The restaurant was opened by a German family as the Tidewater Trading Post. Harry Sherry bought the place in the 40s after doing his time as a resident dishwasher. It’s still in his family and still features the cow statue sent to the restaurant by a Texan proud of the meal he had there. This has since become the icon of the restaurant.

Did you know?

Wagyu beef, bred in Japan and known throughout the world as being of the highest possible quality, was introduced to America at the Old Homestead Steakhouse. The cows are fed more on feed and less on grazing, giving the meat a higher fat content.

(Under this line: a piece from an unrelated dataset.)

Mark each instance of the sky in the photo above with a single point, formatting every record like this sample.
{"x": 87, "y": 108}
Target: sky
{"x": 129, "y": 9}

In the 1990s, the Sherry brothers worked to become certified to import the steak to their customers, who became the first Americans to partake of the amazing beef within their own borders.

1. Delmonico’s Steakhouse

Founded: 1837
Location: 56 Beaver St.
Know for: Boneless rib-eye cut steak, aka, Delmonico Steak

photo source: Flickr

The Delmonico’s name now adorns many restaurants in the city. However, the original location on Beaver St. in the Financial District is the homeland of the Delmonico Steak, which is now a widely imitated, never-bettered cut of meat. It’s become so synonymous with their methods that steakhouses around the country will call a thick-cut ribeye a “Delmonico.”

The original family relinquished ownership of Delmonico’s in 1923. However, in 1926, it was purchased by Oscar Tucci who used the building as a speakeasy. Though the Tuccis no longer own the place either, Delmonico’s remains a classic New York establishment and is the oldest steakhouse in NYC.

Did you know?

Many famous dishes claim their origin place to be Delmonico’s Steakhouse, though some are widely debated. It is one of the first restaurants to allow guests to order dishes separately, rather than as part of a meal, also featuring the first separate wine list.

Dishes that have claimed their origin at Delmonico’s (to varying degrees of certainty) include Chicken à la King, Eggs Benedict, Baked Alaska, Manhattan clam chowder, and Lobster Newberg.

The Takeaway

The oldest steakhouses in NYC exude the city’s classic culture as well as its new culinary excellence. The traditions of fantastic steak-eating exemplified by these steakhouses represent New York City history at its finest (and most delicious). From weathered beerhalls to fine dining establishments, these steakhouses are all worth including on an NYC bucket list if you find yourself in the Big Apple hungry for more than just the nightlife.